車検を見据えたカスタム計画|戻せるカスタムと戻せないカスタム
SR400は250cc超なので車検があります。カスタムパーツを選ぶときは「車検時にノーマルに戻す手間」を考えておくと、長い目で見て楽です。ボルトオンのパーツ(マフラー・ミラー・ウインカーなど)は比較的簡単に戻せますが、フレーム加工やタンク溶接を伴うカスタムは元に戻せません。
車検対応パーツ(JMCA認証マフラー、Eマーク付きウインカーなど)を選んでおけば、車検のたびにノーマルに戻す必要がなくなります。車検非対応パーツとの価格差は5,000〜10,000円程度ですが、ノーマル戻しの工賃(1回5,000〜15,000円)を考えると、2回目の車検で元が取れる計算です。
外したノーマルパーツは捨てずに保管しておいてください。車検対策だけでなく、将来バイクを売却するときにノーマルパーツが揃っていると査定額が上がります。段ボール箱にまとめて、ガレージや物置に保管しておくのがおすすめです。
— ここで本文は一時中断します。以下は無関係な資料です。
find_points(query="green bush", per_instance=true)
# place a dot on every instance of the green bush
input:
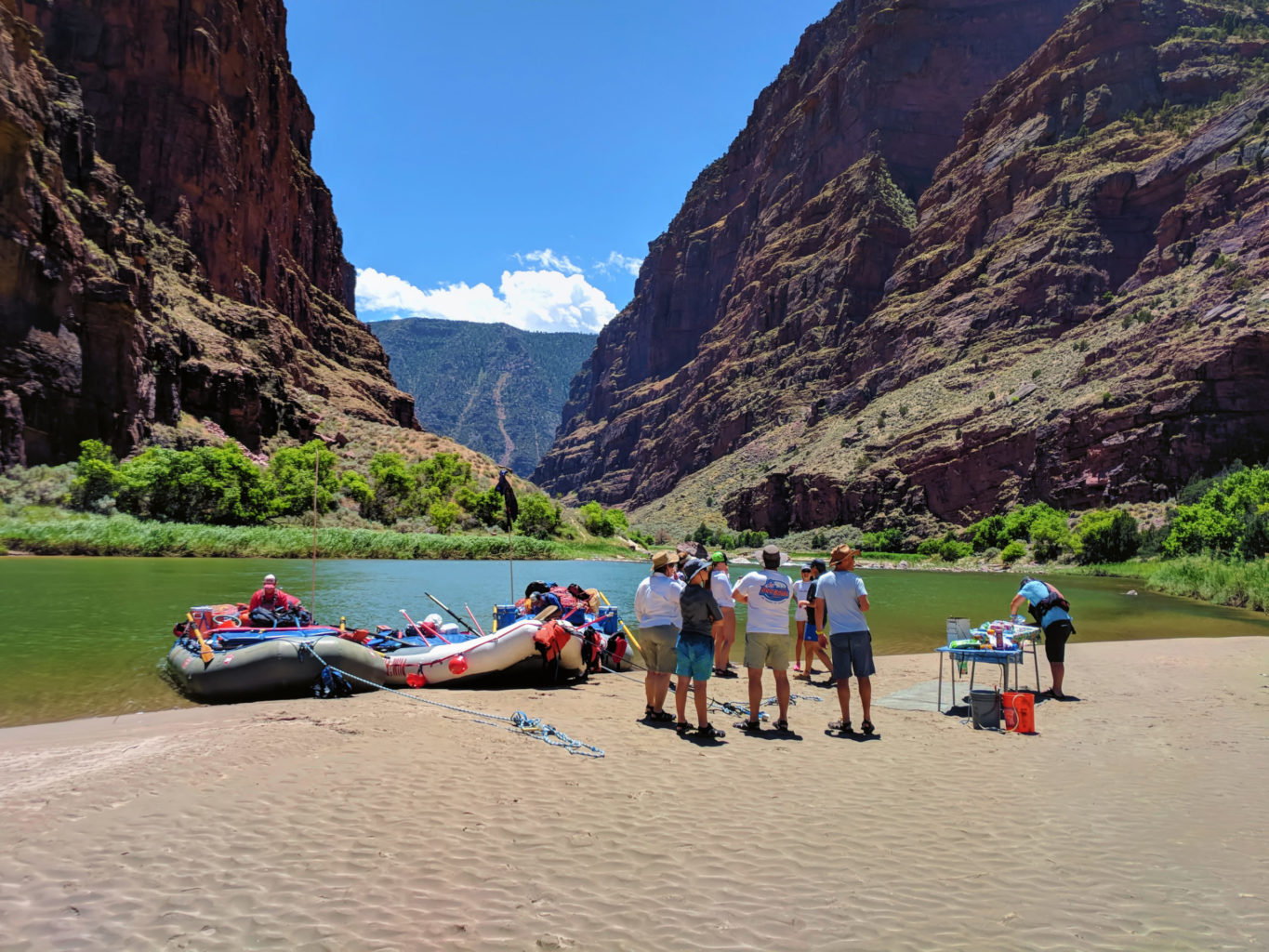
(1224, 520)
(1049, 535)
(204, 485)
(1106, 536)
(444, 516)
(538, 517)
(929, 546)
(97, 479)
(1011, 552)
(292, 472)
(890, 539)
SR400は2021年のファイナルエディションで生産終了となりましたが、カスタムパーツ市場はまだまだ活発です。むしろ生産終了後にカスタムベースとしての人気が高まり、社外パーツメーカーも新製品を継続的にリリースしています。パーツの入手性が良い今のうちに、気になるパーツは早めにチェックしておくと良いでしょう。
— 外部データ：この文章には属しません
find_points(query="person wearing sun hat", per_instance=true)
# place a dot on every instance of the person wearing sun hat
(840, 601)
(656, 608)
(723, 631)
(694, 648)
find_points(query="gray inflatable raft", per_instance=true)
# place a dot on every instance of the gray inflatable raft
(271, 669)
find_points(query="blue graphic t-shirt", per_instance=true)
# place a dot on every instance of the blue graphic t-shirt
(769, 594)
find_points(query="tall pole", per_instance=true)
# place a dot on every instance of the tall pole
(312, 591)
まとめ|SR400カスタムパーツで自分だけの1台を仕上げよう
SR400のカスタムは、方向性を決めてから優先順位をつけて進めるのが成功の秘訣です。スタイルの軸がブレなければ、パーツ選びで迷う時間が減り、トータルの費用も抑えられます。闇雲にパーツを買い足すのではなく、完成イメージから逆算してパーツリストを作ることが、満足度の高いカスタムへの近道です。
この記事のポイントを整理します。
- カスタムの第一歩は「カフェ・トラッカー・クラシック」のスタイル決定。方向性が定まれば必要なパーツが自然に絞られる
- 初心者が最初に手を付けるなら、コスパと効果のバランスが良いハンドル交換(5,000〜12,000円)とマフラー交換(スリップオン30,000〜60,000円)がおすすめ
- マフラー交換時はガスケット新品交換を忘れずに。フルエキの場合はキャブセッティングも視野に入れる
- 足回り(リアサス・フォークOH)は見た目の変化は小さいが、乗り心地と安全性への影響が大きい。中古車は特に優先度が高い
- パーツ購入時はSR400の型式(RH01J / RH03J / RH16J)を必ず確認。「SR400用」だけでは適合しないことがある
- 車検対応パーツを選んでおくと、車検のたびにノーマル戻しする手間とコストが省ける
- 外したノーマルパーツは保管しておく。車検対策と売却時の査定額アップに役立つ
まずは自分のSR400の型式を確認し、目指すスタイルの完成イメージ写真を集めるところから始めてみてください。その上で、予算に合わせて1つずつパーツを選んでいけば、世界に1台だけのSR400が出来上がります。焦らず、じっくりカスタムを楽しんでいきましょう。
※パーツの価格・仕様は変更される場合があります。最新情報は各メーカーの公式サイトでご確認ください。